Suppose we have a food processing plant, and our business consists of buying vegetables from farmers, preparing them, and packing them in cans of our own manufacture. The plant consists of three departments: the can department, which produces the containers, the preparation department, which cleans and cooks the vegetables, and the packing department, which fills and labels the cans. At the moment, farmers are offering both peas and tomatoes, either of which could be processed in our plant. Our total cost and revenue structure is so simple that we can say each can of peas yields us a profit of Rs. 5.00 and each can of tomatoes yields a profit of Rs. 8.00. These profits are the same no matter what level of production for either vegetable we decide on if we are planning for the coming week, then our profit for the week will be (in Rupees).
Profit = 6P+8T
where, P is the number of cans of peas we turn out and T is the number of cans of tomatoes. At this point it may appear that since tomatoes are more profitable, we should entirely forsake peas and turn out all the tomatoes possible. However, usually things are not as simple as-that. First of all, we discover that the farmers in the area will have available no more than the equivalent of 20,000 cans of tomatoes and no more than the equivalent of 25,000 cans of peas. Thus our choices of P and T are limited by the availability of vegetables. It must be that
P ≤ 25,000 T ≤ 20,000
Next, we note that the capacity of our departments is also limited. Suppose both vegetables are packed in the same type of can, and the can department has a capacity of 30,000 cans per week. This puts another restriction on our production program.
P + T ≤ 30,000
The preparation department, which operates 40 hours per week, requires 0.001 hours to process enough peas to fill a can and 0.002 hours to process a can of tomatoes. We then have a processing department restriction that says
0.001 P + 0.002 T ≤ 40
P + 2T ≤ 40,000
The packing department has a capacity of 50,000 cans of either type for the week, giving
P + T ≤ 50,000
One might go on adding restrictions and conditions to make the problem more and more realistic, but at this point the decision about a production program is sufficiently complicated to suggest the difficulties that might be encountered.
The problem is still simple enough so that its solution may be graphically illustrated.
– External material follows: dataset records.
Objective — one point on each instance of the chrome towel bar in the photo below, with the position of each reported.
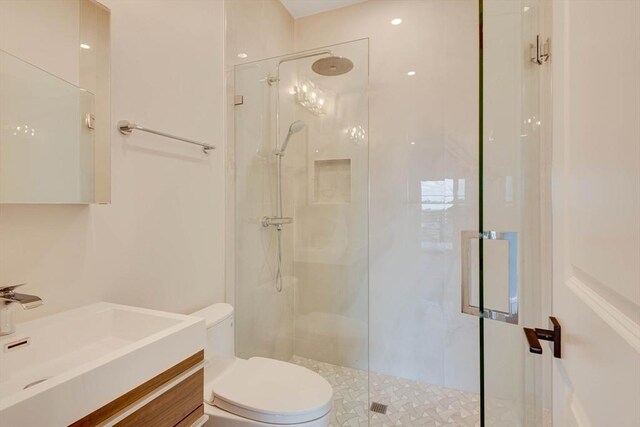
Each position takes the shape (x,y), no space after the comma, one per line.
(126,127)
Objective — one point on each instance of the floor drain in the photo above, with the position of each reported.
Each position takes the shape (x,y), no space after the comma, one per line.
(379,408)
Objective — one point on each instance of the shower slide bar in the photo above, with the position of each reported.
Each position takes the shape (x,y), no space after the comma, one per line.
(125,127)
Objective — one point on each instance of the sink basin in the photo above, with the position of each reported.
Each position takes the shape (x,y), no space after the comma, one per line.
(59,368)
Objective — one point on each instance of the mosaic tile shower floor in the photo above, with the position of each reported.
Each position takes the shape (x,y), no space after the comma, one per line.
(410,403)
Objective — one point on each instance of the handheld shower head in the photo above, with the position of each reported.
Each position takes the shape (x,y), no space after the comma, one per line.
(295,127)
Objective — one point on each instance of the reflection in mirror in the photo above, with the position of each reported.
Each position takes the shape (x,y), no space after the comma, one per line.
(54,102)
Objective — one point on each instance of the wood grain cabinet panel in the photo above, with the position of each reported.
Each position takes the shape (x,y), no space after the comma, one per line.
(170,408)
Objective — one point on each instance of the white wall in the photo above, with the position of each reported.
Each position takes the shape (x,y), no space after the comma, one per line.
(416,329)
(160,242)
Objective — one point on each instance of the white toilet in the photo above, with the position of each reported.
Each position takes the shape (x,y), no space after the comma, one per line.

Any decision as to a production program can be represented by a point on Figure 6, that is, a particular pair of values for P and T. By plotting the inequalities which express the restriction we can see exactly how our choice is limited. Because of the limited production by farmers our choice of P must lie on or below the horizontal line P = 25,000. Similarly, our choice of T must lie to the left of a vertical line T = 20,000. The other two restrictions are similarly plotted, with the result that our decision is limited in fact to P and T combinations lying in or on the edge of the shaded area in Fig 11.7.
Fig 11.7 Possible production programmes and restrictions
The capacity of the canning department does not need to be considered in this particular decision, since the other restrictions prevent any possibility of reaching this capacity. At the moment we have more capacity than necessary in this department.